No other religious demographic saw such a profound change.

Yet among evangelicals, Trump's past seems to continue to get a pass while former President Bill Clinton's misdeeds are held to the former standard.

Relying on data from the 2018 Cooperative Congressional Election Study, Campbell and Laymen's analysis found that white evangelicals are now "slightly less likely to say that privately immoral behavior means a public official will be unethical in public life, with only 16.5 percent saying yes."

Campbell and Laymen further tested this by asking questions about morality with regard to Trump and Clinton and discovered that white evangelicals had a substantially different reaction when asked about Trump or Clinton.

"When primed to think about Trump, only 6 percent of them say that an elected official who acts immorally in private is incapable of being ethical in public life. But when Bill Clinton is mentioned, that rises to 27 percent — a 21-point increase."

"Thus, one legacy of Trump may be reduced attention to a president’s private behavior among those who used to care about it most," Campbell and Laymen concluded.

Campbell is the Packey J. Dee Professor of American Democracy at the University of Notre Dame and Layman is a professor of political science at the University of Notre Dame.

The phenomenon is not lost on some evangelical Christians with conservative views that have not supported Trump despite agreeing with some of his policies.

Writing at National Review Thursday, David French criticized evangelist Franklin Graham for his unwavering support of Trump.

Graham famously articulated the former standard to which many evangelicals held Clinton in a Wall Street Journal editorial in 1998 amid Clinton's sex scandal involving White House intern Monica Lewinsky. Yet earlier this week, Graham called homosexuality sinful on Twitter in reference to Democratic presidential candidate Pete Buttigieg, the mayor of South Bend, Indiana. Buttigieg, who has been openly critical of Christians who support Trump, whom he has called the "porn star president."
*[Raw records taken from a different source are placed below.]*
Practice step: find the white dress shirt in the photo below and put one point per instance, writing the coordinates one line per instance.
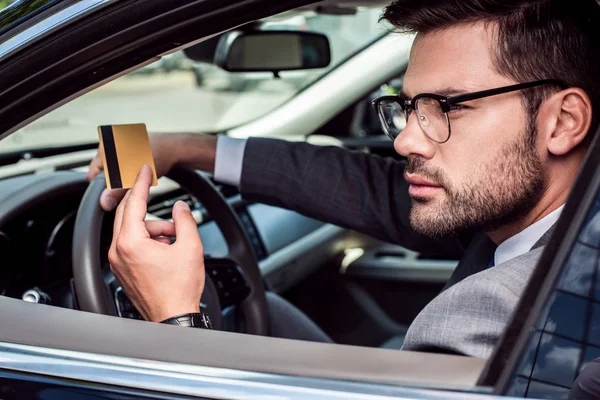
(523, 241)
(229, 160)
(228, 170)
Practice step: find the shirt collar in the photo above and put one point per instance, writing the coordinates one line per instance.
(523, 241)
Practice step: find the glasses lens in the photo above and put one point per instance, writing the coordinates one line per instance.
(432, 119)
(392, 117)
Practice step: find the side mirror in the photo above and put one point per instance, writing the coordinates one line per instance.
(272, 51)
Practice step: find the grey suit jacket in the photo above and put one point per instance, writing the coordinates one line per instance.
(469, 317)
(368, 193)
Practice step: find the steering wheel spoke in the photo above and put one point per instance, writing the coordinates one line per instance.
(229, 280)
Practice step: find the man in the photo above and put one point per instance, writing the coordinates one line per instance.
(489, 171)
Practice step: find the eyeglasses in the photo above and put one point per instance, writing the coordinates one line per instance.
(432, 109)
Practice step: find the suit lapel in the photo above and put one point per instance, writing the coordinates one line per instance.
(478, 254)
(476, 257)
(544, 239)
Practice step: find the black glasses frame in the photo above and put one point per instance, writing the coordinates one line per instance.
(446, 102)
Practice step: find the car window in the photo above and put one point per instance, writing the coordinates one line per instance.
(555, 333)
(176, 94)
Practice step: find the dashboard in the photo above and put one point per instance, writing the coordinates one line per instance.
(37, 217)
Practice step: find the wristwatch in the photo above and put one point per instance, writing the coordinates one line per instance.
(191, 320)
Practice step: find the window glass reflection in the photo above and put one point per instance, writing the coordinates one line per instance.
(540, 390)
(578, 273)
(557, 360)
(589, 355)
(567, 316)
(594, 332)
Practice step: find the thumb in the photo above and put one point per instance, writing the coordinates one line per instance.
(186, 230)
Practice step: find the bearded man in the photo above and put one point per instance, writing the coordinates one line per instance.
(493, 125)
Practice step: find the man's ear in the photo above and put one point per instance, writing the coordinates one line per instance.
(565, 119)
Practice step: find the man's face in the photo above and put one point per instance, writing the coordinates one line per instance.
(489, 173)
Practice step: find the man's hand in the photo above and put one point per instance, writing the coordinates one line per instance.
(161, 279)
(168, 149)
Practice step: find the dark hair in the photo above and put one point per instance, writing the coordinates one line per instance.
(536, 39)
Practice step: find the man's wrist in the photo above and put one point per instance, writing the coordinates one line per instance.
(190, 320)
(196, 151)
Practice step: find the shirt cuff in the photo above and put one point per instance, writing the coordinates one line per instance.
(229, 160)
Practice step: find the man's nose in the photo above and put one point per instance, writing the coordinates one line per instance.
(412, 141)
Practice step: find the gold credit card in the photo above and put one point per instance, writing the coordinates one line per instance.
(125, 149)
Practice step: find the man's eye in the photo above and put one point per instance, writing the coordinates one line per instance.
(456, 108)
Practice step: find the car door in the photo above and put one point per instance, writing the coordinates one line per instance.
(81, 46)
(554, 333)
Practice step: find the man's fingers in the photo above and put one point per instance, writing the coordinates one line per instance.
(160, 228)
(185, 225)
(110, 199)
(119, 216)
(95, 167)
(135, 206)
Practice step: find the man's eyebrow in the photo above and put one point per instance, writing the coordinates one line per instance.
(442, 92)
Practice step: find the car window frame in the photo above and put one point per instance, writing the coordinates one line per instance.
(507, 355)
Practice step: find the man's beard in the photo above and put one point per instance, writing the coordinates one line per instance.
(512, 183)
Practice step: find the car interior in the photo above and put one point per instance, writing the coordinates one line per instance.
(177, 68)
(350, 285)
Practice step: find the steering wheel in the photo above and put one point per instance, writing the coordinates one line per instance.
(234, 280)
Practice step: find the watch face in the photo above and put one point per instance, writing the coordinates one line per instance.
(206, 321)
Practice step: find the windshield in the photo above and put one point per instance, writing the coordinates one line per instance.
(176, 94)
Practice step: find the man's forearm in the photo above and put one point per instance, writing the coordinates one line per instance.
(196, 151)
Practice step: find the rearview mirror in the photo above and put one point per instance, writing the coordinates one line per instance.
(272, 51)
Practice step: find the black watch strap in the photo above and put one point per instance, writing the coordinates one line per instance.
(191, 320)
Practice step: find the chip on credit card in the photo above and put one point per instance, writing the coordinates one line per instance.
(125, 149)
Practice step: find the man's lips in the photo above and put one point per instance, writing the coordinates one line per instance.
(421, 187)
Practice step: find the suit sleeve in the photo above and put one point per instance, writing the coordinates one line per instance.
(352, 189)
"Yes, marriage is the union between a man and a woman, but Trump married a woman, then married his mistress, then married a third woman, then had an affair with a porn star while that third wife was pregnant with his child. Yet Graham says, 'God put him' in the presidency and we need to 'get behind him and support him,'” French said, mourning the loss of evangelical Christian witness.

Evangelicals must not adopt a "purely transactional" approach when it comes to politics, he stressed.

"In scripture, prophets confronted leaders about their sin. They understood a core truth, one clearly articulated in the Southern Baptist Convention’s 1998 Resolution on Moral Character of Public Officials: “Tolerance of serious wrong by leaders sears the conscience of the culture, spawns unrestrained immorality and lawlessness in the society, and surely results in God’s judgment.”

Yet, too many American evangelical leaders have rationalized serious wrongdoing by Trump, he continued.

"Some have even given the 'thumbs up' in front of a Playboy cover. (What would Nathan, who dramatically confronted David over his infidelity and murder, say?) In so doing, they’ve seared the consciences of the culture and the church, and granted their secular opponents all the ammunition necessary to question our sincerity as believers."